Atteniamoci ai fatti. Il medico Conrad Murray aveva somministrato il Propofol a Michael Jackson, questo per circa due mesi. Secondo l’esperto, il farmaco non consente un sonno naturale e induce una sorta di coma. Il dottor Charles Czeisler ha detto alla Corte quanto anticipato nell’intro: il Jacko, stando così le cose, sarebbe comunque passato a miglior vita. L’anestetico avrebbe reso impossibile la fase REM, quella in cui si dorme veramente e si rigenerano le cellule e l’organismo. La famiglia di Jackson ha citato in giudizio la compagnia di assicurazione AEG, che aveva assunto lo stesso Murray. Il cantante è morto il 25 giugno 2009. Il medico è stato condannato a quattro anni di carcere per omicidio colposo, nel 2011.

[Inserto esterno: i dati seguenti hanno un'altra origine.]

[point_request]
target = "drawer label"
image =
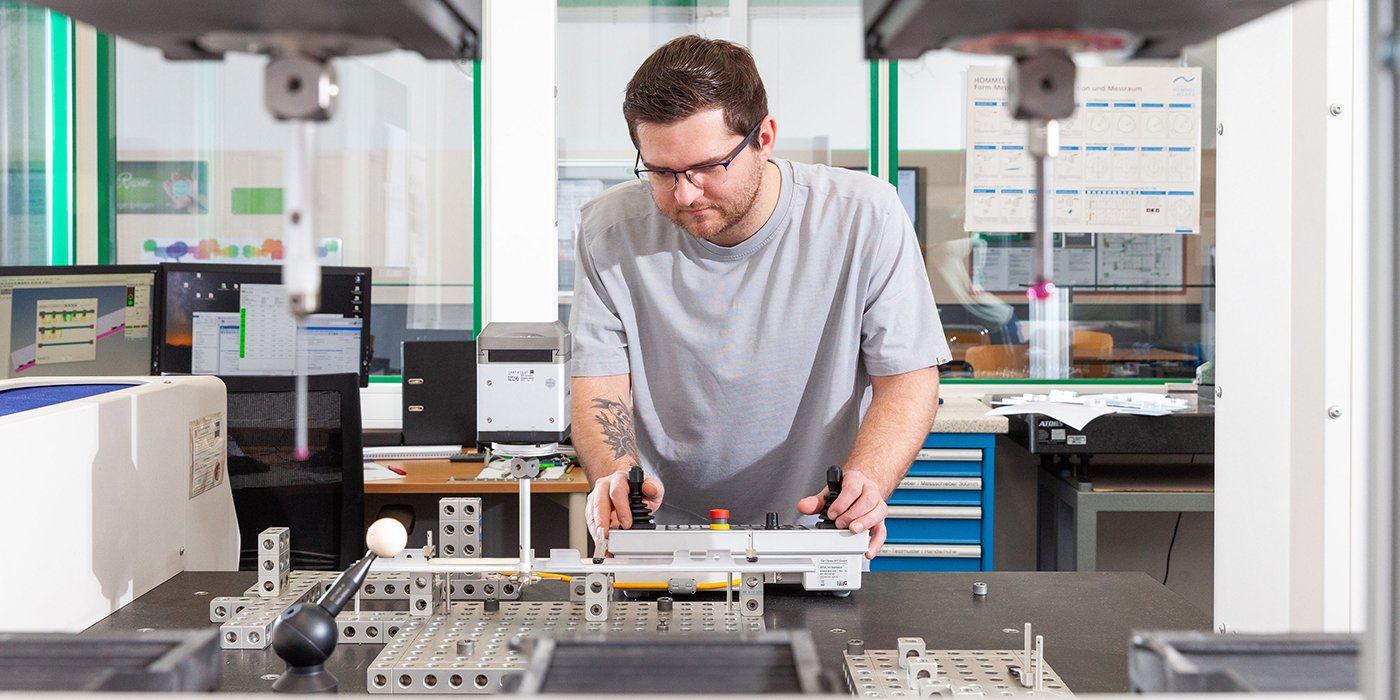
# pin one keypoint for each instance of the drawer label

Ai limiti della sopportabilità umana

La fase REM, parliamone. Non è solo quella in cui notoriamente si sogna, ma anche una fase rigenerante per tutto il nostro organismo. Per cui necessaria, indispensabile. Naturale. Il vero riposo per l’uomo, fondamentale per il suo stato di salute psico-fisica. Prima della sua morte, Jackson aveva difficoltà a fare semplici coreografie o a ricordare alcune parole delle sue canzoni. Il dottor Conrad Murray è stato considerato il principale colpevole del decesso di Michael: avrebbe ordinato grossi quantitativi di Propofol da aprile a giugno per un totale di circa 155.000 millilitri. Una dose eccessiva, senza dubbio.